Via Bruce Schneier’s blog I came across an excellent, and short, essay regarding the surveillance state. Ian Welsh, the essay’s author, sufficiently sums up the tense relationship between the rulers and the enforcers:
This is one of the biggest problems the current elites face: they want the smallest enforcer class possible, so as to spend surplus on other things. The enforcer class is also insular, primarily concerned with itself (see Dorner) and is paid in large part by practical immunity to many laws and a license to abuse ordinary people. Not being driven primarily by justice or a desire to serve the public and with a code of honor which appears to largely center around self-protection and fraternity within the enforcer class, the enforcers’ reliability is in question: they are blunt tools and their fear for themselves makes them remarkably inefficient.
It’s easy to see the state’s motivation for implementing comprehensive automated surveillance. Paying enforcers to perform surveillance manually is expensive. Why would the rulers want to spend large amounts of money on manual surveillance when they can automate a great deal of the work and pocket the saved wealth? This is also the reason why the state tries to involve everybody, whether they’re an enforcer or not, into its surveillance system. How many times have we seen the phrase, “If you see something, say something?” Hell the phrase has its own Department of Motherland Fatherland Homeland Security (DHS) webpage. Every tattling neighbor increases the state’s watchful eye without incurring additional costs. Fortunately surveillance has a weakness:
The reliance on surveillance is however a weakness, one of many. One of the simplest ways to reduce the power and reach of the oligarchy is to destroy surveillance equipment, much of which is very easy to reach. I have frequently said that we will know that people are becoming more serious when they start destroying surveillance equipment, when it becomes an ethical imperative to do so; ideally when people believe that blanket surveillance is an ethical wrong.

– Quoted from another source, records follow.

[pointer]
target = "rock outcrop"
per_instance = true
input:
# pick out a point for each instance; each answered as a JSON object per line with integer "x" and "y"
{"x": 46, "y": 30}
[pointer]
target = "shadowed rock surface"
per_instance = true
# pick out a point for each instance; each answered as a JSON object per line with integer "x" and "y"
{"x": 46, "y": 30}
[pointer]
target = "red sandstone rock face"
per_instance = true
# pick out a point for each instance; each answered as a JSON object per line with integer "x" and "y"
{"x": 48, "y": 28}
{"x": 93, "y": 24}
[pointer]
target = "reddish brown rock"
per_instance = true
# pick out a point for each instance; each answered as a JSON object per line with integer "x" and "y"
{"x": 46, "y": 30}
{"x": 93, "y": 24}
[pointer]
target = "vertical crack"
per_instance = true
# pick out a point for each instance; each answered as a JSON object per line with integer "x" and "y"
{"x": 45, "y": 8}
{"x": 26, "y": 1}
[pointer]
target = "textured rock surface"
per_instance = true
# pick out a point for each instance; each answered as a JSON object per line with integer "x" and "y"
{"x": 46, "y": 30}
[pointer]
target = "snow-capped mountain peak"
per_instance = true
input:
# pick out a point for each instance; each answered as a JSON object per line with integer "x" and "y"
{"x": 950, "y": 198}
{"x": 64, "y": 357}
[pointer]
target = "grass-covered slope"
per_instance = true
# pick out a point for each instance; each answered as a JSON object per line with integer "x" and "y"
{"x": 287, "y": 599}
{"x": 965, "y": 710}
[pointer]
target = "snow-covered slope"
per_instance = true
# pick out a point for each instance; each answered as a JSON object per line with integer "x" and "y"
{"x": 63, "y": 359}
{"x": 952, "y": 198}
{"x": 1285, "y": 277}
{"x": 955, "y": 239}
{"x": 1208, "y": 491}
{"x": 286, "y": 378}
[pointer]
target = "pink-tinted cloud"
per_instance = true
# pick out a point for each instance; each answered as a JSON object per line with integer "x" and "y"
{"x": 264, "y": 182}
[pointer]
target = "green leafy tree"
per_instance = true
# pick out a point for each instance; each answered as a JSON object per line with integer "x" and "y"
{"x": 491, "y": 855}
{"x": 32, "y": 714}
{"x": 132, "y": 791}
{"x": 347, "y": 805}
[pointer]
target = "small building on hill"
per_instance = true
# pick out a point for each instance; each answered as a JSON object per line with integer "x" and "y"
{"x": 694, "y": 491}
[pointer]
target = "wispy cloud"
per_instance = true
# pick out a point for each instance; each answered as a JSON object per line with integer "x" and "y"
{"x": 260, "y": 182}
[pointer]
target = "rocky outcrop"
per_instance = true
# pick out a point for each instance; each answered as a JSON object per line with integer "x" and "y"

I, am, thus interested to see that the Barefoot Bandit Brigade destroying surveillance cameras. In the US, those who oppose current elites directly seem strongest around Oakland and in the Pacific Northwest.
I touched on the strategy of destroying the state’s surveillance system when Minnesota politicians proposed reinstall red light cameras. Welsh puts forth an interesting idea: one can judge how serious people are about avoiding the state’s watchful eye when they begin openly advocating and participating in the destruction of surveillance equipment. It will be interesting to see if organizations like Camover and the Barefoot Bandit Brigade become more prevalent in the United States as the state becomes even more intrusive.